A Poem for Clarinet and Orchestra
Writing a concerto is a great pleasure:
It gives the composer the opportunity to focus on a solo instrument, and to find and utilize its specific character and potential.
When writing for a particular musician, there is also the privilege of working with a fantastic individual, spending time together trying things out.
Writing a concerto is a great challenge:
The composer must consider how the soloist can relate to the orchestra in ways that are interesting and musically meaningful to all: the soloist, the orchestra and the audience. This relationship should take advantage of the musical and technical skill of the soloist, at the same time as the performance must not turn into a performance with the soloist in the spotlight and all the others just become almost superfluous on the sidelines.
As a musical form, the solo concerto has a tainted but interesting history, and raises the following issues: the individual at the center of the collective, the individual emerging from the collective, the individual against the collective.
Writing a concerto is time-consuming:
but gradually ideas take shape and gain contours. I wanted
– to find simple means for doing something different in terms of using the stage and the space. I don’t want it to be too predictable. (The soloist takes the stage. There is a fast movement followed by a slow movement and then another fast movement, concluding with a cascade of notes.
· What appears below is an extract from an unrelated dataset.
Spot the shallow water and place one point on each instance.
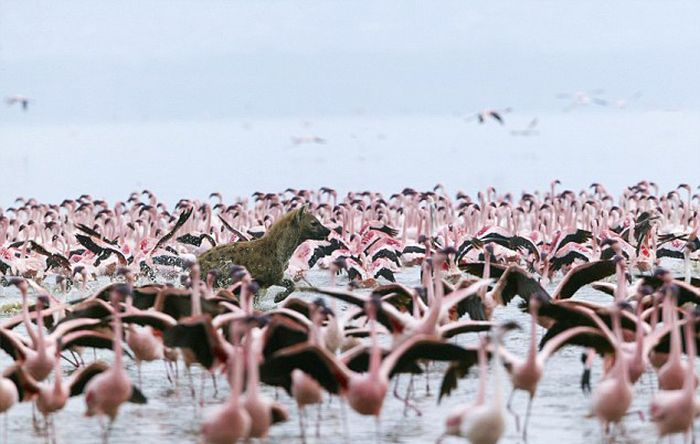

The audience shouts “Bravo!” Not that.)
– to vary the sound quality of the clarinet throughout, like a kind of prism, and not too smooth.
– to experiment with extensive use of quarter tones, with a view to extending and expanding on the scales, as well as achieving a certain sense of roughness
– to compose short movements, the characters of which I wanted to be very different from one another, but where each one was strongly expressive.
The result was On a Distant Shore.
I composed this piece for Martin Fröst and for the Scottish and Swedish Chamber Orchestras.
The premiere performance was in Glasgow on 6 December 2002.